Common causes of secondary hypogonadism include:
- Abnormality in the pituitary gland
- Kallmann syndrome (abnormal development of the hypothalamus, the area of the brain that controls the secretion of pituitary hormones)
- Inflammatory disease
- The use of certain medications, including narcotics for chronic pain
Either type of hypogonadism may be caused by an inherited (congenital) trait or something that happens later in life (acquired), such as the normal aging process, an injury or an infection.
Testing for Low Testosterone
If you are experiencing any of the symptoms of low testosterone, your physician may recommend checking your testosterone levels.
If tests confirm low testosterone, additional studies can pinpoint the cause.
These studies may include:
- Further hormone testing
- Pituitary imaging
- Genetic studies
If fertility is a concern, other studies may include semen analysis.
If symptomatic men are found to have low testosterone, testosterone replacement therapy is a safe and effective way to return testosterone levels to the normal range. Depending on the underlying cause of the low testosterone levels, your urologist will recommend a specific course of treatment.
Testosterone treatments available at UW Health include:
- Topical gel
- Transdermal patch (skin patch)
- Buccal estosterone (applied on the gum and cheek to get into bloodstream)
- Long-acting injectable pellets
Any of the above testosterone treatments can lower a man's sperm count. For men wishing to maintain their reproductive potential, there are other medications to help the body improve testosterone levels while maintaining sperm production.

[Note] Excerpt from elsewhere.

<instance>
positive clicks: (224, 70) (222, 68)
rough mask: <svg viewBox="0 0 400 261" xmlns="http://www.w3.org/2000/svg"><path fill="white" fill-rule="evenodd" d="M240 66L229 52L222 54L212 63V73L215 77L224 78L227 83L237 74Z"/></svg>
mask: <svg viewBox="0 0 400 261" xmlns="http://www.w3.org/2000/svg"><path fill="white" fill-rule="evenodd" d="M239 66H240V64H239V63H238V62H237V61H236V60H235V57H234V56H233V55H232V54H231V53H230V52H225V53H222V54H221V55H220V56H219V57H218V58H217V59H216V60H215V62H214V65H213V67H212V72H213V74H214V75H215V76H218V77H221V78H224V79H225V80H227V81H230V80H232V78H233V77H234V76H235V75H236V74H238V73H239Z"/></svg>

Other Treatments for Low Testosterone
Testosterone is not available in a pill form in the United States. However, there is a prescription oral medication called clomiphene citrate, which can potentially increase a man's own testosterone production.
Natural ways of raising one's own testosterone production include eating a healthy well-balanced diet, exercising regularly and losing weight. There is no rigorous scientific evidence that any over-the-counter supplements are able to reliably boost a man's testosterone.